Ни музыка, ни искусство его не интересовали. Даже в свою старую квартиру он возвращался не часто, превратив бывшее логово Октября в место своего постоянного обитания. Ел Дмитрий мало, предпочитая самую простую пищу, и от этого тело его как-то высохло, щеки ввалились, а волосы потускнели и начали седеть. Черты лица его заострились и стали более угловатыми, похожий на птичий клюв нос резко выдавался вперед, губы поблекли, румянец исчез, и только в глазах мерцал беспокойный, живой огонек.
Красота его изможденного лица по-прежнему привлекала женщин, которых не обескураживали ни его бесцеремонность, ни его безразличие.

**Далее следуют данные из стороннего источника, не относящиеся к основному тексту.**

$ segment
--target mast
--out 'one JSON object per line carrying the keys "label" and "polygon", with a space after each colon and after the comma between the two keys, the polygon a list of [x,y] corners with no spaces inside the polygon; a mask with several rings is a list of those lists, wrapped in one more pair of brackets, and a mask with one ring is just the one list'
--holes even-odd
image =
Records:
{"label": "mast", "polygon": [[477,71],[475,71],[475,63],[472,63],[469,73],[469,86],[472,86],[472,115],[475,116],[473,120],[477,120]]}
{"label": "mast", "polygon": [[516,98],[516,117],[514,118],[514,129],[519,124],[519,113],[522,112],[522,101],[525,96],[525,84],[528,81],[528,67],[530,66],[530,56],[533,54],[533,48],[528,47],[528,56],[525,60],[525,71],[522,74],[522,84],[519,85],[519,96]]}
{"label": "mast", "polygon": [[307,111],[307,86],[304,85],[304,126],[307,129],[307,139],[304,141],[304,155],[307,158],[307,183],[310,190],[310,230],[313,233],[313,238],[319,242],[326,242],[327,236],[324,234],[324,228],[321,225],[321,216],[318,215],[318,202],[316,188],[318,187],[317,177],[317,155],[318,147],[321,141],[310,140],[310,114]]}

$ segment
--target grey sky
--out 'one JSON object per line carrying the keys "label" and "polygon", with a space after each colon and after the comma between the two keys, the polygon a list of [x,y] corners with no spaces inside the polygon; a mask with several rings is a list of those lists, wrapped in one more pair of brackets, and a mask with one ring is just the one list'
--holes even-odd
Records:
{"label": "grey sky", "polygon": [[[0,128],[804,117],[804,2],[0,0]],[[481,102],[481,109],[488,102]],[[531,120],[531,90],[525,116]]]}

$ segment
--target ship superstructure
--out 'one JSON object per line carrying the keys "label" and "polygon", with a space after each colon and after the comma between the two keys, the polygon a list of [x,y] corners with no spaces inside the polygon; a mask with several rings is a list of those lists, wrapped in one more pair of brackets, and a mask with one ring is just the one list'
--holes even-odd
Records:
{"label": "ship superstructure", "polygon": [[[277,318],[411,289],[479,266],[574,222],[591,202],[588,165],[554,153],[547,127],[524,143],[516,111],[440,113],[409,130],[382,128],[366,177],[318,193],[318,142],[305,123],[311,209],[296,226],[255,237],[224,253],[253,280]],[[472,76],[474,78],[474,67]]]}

Он использовал их для того, чтобы удовлетворить свои плотские желания, а потом, словно моллюск, снова отступал в свою черную раковину. Ни на какое более глубокое чувства он был просто не способен; со смертью Татьяны что-то внутри его сломалось и ушло. Да и что он мог дать другому человеческому существу, особенно женщине? Ничего, кроме суровой жизни с холодным и аскетичным человеком, полностью отдающимся своим секретным операциям и планам. Единственной “роскошью”, которую Дмитрий себе позволял, были дешевые сигареты без фильтра и редкий бокал коньяка. И, конечно, его редкостная коллекция старинного оружия, которой он уделял особое внимание.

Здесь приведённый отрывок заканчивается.